Difficulty: Easy, Asked-in: Facebook, Uber

Key takeaway: An excellent-searching problem to learn problem-solving and time complexity optimization using sorting and hash table.

Let’s understand the problem

Given an array X[] of size n, write a program to find the most frequent element in the array, i.e. the element which occurs the maximum number of times.

• It is assumed that at least one element is repeated.
• If there are multiple elements with maximum frequency, return the smallest of them.

Example 1

Input: X[] = [2, 12, 1, 2, 8, 2, 2, 1, 8, 2], Output: 2

Explanation: 2 is most frequent element which appears 4 times.

Example 2

Input: X[] = [1, 9, 1, 1, 2], Output: 1

Explanation: 1 is a single repeated element that appears 3 times.

Example 3

Input: X[] = [1, 9, 2, 1, 2], Output: 1

Explanation: 1 and 2 are repeated two times, then we return the smallest of them i.e. 1.
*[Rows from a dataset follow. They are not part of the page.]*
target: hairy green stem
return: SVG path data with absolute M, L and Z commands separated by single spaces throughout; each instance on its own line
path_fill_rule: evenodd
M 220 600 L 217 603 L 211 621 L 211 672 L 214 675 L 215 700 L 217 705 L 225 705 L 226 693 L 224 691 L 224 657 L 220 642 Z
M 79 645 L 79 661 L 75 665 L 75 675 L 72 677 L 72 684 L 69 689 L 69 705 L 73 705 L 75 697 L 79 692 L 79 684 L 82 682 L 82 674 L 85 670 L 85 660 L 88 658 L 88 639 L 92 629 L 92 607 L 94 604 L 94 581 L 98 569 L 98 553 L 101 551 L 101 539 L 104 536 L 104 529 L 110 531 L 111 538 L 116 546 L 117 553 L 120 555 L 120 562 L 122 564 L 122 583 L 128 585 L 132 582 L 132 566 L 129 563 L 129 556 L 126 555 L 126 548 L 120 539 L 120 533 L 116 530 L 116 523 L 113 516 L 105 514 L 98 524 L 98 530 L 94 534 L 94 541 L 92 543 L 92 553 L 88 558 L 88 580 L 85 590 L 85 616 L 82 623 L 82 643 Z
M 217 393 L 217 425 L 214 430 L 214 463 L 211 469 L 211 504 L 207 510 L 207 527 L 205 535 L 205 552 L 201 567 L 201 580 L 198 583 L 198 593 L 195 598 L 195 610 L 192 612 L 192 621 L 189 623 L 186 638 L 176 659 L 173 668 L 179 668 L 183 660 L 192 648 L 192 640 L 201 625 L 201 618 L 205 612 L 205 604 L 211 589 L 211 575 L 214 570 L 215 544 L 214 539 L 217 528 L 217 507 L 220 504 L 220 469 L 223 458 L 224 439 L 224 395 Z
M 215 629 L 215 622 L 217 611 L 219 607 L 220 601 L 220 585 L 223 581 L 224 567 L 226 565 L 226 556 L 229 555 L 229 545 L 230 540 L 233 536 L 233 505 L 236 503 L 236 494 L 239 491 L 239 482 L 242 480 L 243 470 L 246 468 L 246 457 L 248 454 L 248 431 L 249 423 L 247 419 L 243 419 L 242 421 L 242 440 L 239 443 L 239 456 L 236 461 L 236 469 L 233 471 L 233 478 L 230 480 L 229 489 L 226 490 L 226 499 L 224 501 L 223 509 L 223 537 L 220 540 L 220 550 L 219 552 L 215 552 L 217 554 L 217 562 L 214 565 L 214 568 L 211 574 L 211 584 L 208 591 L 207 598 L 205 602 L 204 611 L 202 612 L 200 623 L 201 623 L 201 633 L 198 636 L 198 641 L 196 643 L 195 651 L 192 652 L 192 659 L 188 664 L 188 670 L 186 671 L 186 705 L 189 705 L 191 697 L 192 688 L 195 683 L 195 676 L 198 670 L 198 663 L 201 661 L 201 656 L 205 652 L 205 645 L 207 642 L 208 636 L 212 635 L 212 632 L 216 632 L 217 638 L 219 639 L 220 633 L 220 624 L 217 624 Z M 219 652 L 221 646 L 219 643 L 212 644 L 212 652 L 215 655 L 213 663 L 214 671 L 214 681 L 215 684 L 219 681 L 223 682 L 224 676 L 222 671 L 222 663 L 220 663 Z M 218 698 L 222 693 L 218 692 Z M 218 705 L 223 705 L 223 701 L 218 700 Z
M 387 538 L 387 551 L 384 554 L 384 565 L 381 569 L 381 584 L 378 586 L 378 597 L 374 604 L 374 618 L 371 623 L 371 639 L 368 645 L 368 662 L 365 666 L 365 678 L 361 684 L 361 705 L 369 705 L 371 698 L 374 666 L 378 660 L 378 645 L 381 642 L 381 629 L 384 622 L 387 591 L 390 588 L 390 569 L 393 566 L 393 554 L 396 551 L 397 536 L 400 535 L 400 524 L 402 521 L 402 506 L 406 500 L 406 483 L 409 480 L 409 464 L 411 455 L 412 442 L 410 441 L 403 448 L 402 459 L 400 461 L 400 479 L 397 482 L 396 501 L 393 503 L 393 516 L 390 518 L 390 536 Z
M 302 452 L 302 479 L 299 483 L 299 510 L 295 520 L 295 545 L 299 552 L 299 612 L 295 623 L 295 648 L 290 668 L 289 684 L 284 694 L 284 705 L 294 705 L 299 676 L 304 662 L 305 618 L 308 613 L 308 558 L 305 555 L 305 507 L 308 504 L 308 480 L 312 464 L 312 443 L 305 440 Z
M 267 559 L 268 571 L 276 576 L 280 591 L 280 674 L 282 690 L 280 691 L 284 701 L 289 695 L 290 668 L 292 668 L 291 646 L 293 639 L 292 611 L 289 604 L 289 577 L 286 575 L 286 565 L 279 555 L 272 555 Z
Discussed solution approaches

• A brute force approach using nested loops
• Using sorting and linear scan
• Using a hash table to store the frequency count

A Brute force approach using nested loops

Solution Idea and Steps

The basic idea would be to count occurrences of each element and return element with the maximum number of occurrences. We can use nested loop: pick each element using outer loop and scan entire array to count frequency using inner loop. Here are solutions steps:

1. We initialize two variables outside nested loops: maxFreq to track the maximum frequency and mostFrequent to track the most frequent element. maxFreq = 0, mostFrequent = -1.

2. We run outer loop from i = 0 to n - 1 and inner loop from j = 0 to n - 1 to count frequency. Before starting inner loop, we also initialize a variable countFreq to track the frequency count of each element i.e. countFreq = 1.

   • Inside inner loop, when we found X[i] = X[j], we increase the value of countFreq by one and move to the next iteration of inner loop.
   • By the end of inner loop, If(maxFreq < countFreq), we found an element X[i] with frequency greater than maximum frequency count till that point. So we update maxFreq with countFreq and mostFrequent with X[i].
   • If (countFreq == maxFreq), we update the mostFrequent with the minimum of mostFrquent and X[i] i.e. min(mostFrequent, X[i]). Think!
3. By the end of nested loop, we return the value stored in mostFrequent.

Solution Pseudocode

int mostFrequentElement(int X[], int n)
{
    int maxFreq = 0
    int mostFrequent = -1
    for (int i = 0; i < n; i = i + 1)
    {
        int countFreq = 1
        for (int j = 0; j < n; j = j + 1)
        {
            if (X[j] == X[i])
                countFreq = countFreq + 1
        }        
        if (maxFreq < countFreq)
        {
            maxFreq = countFreq
            mostFrequent = X[i]
        }
        else if (maxFreq == countFreq)
            mostFrequent = min(mostFrequent, X[i])
    }
    return mostFrequent
}

Time and space complexity analysis

We are running nested loop and performing O(1) operation at each iteration. Time complexity = n*n*O(1) = O(n^2). We are using constant number of extra variables, space complexity = O(1)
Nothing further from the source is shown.